When the patient’s presentation is ambiguous, experienced clinicians generate a differential diagnosis. Several studies have found that expert diagnosticians have between three and five diagnoses in mind very quickly during the initial encounter with a patient. Then, they begin testing hypotheses, starting with the most likely ones. Bayesian reasoning provides a mathematical method for updating a baseline probability estimate on the basis of the strength of new information, but people also use learned rapid mental shortcuts, such as anchoring and adjusting, which describes how someone subjectively estimates the baseline probability of an event and then adjusts the probability estimate.
How to improve diagnostic accuracy
Effective educational strategies are those that focus on the acquisition and mobilization of knowledge, both experiential and formal. Rather than attributing diagnostic error to biases or flawed cognitive processes, some cognitive psychologists have argued that diagnostic error is more commonly due to a problem to mobilize necessary knowledge, or due to knowledge deficits, and this ability improves with experience. Rapid and intuitive recognition of patterns is an important part of the diagnostic process, particularly in cardiology, and constraining this activity does not seem to be a good strategy. The diagnostic process, however, does allow the opportunity to reflect on the particular features of the diagnostic encounter.
Reflecting on the concordant and discordant features between the patient and the various diagnostic hypotheses offers an opportunity for mid-course correction. Deliberate reflection enables clinicians to overcome distracting and misleading features of a case but requires that the clinician have adequate experience and sufficient clinical knowledge about the diversity of diagnostic features. Other remedies? Checklist and computerized decision support programs tend to be more effective for junior clinicians and cognitive forcing strategies seem to the authors as nonsense because “humans are not capable of consciously recognizing unconscious biases”.
True expertise in cardiovascular diagnosis, however, resides in an ability that is learnt through experience and years of deliberate practice and reflection.
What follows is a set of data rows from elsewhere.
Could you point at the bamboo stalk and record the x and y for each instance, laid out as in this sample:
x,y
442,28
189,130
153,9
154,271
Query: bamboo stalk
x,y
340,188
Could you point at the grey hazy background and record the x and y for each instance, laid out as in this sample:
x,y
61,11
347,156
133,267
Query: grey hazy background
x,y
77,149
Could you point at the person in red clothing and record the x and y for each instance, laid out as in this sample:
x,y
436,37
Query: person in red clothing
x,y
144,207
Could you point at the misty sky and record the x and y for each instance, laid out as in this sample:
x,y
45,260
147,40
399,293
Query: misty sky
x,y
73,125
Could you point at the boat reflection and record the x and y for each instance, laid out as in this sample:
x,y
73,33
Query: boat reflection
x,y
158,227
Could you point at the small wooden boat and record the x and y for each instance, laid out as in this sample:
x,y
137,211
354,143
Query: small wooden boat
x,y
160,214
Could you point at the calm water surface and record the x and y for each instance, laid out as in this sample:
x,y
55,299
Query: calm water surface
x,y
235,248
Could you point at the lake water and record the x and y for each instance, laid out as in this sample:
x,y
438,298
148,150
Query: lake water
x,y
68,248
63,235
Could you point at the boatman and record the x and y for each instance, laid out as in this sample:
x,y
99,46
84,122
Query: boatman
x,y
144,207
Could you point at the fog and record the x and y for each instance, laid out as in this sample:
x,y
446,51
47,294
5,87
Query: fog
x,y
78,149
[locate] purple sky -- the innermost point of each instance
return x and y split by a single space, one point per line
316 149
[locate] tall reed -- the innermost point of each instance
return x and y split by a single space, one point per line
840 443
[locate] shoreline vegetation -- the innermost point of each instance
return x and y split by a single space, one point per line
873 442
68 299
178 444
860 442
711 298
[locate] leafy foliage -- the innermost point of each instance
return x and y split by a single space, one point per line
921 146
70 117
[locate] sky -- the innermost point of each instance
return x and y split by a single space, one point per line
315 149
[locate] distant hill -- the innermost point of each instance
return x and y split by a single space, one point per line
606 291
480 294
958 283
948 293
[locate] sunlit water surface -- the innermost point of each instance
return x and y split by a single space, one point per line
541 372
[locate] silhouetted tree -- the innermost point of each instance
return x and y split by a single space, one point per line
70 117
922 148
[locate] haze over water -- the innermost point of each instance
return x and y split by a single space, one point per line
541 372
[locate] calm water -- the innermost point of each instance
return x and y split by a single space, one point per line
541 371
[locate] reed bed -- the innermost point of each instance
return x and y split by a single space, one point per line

The diagnostic expert uses experiential knowledge gained in the context of training in clinical rotations and specialized practice. Vertical integration of the basic sciences with clinical experience can create cognitive conceptual coherence that seems to improve diagnostic reasoning. This strategy may facilitate the formation of illness scripts and make knowledge more accessible at the time of a diagnostic encounter.
Greater awareness of the diagnostic process and attention to the sources of diagnostic error could help clinicians to make the most of their experience, purposefully seek feedback, and be more intentional about avoiding diagnostic error.
Reference
Brush JE Jr, Sherbino J, Norman GR. Diagnostic reasoning in cardiovascular medicine. BMJ. 2022 Jan 5;376:e064389.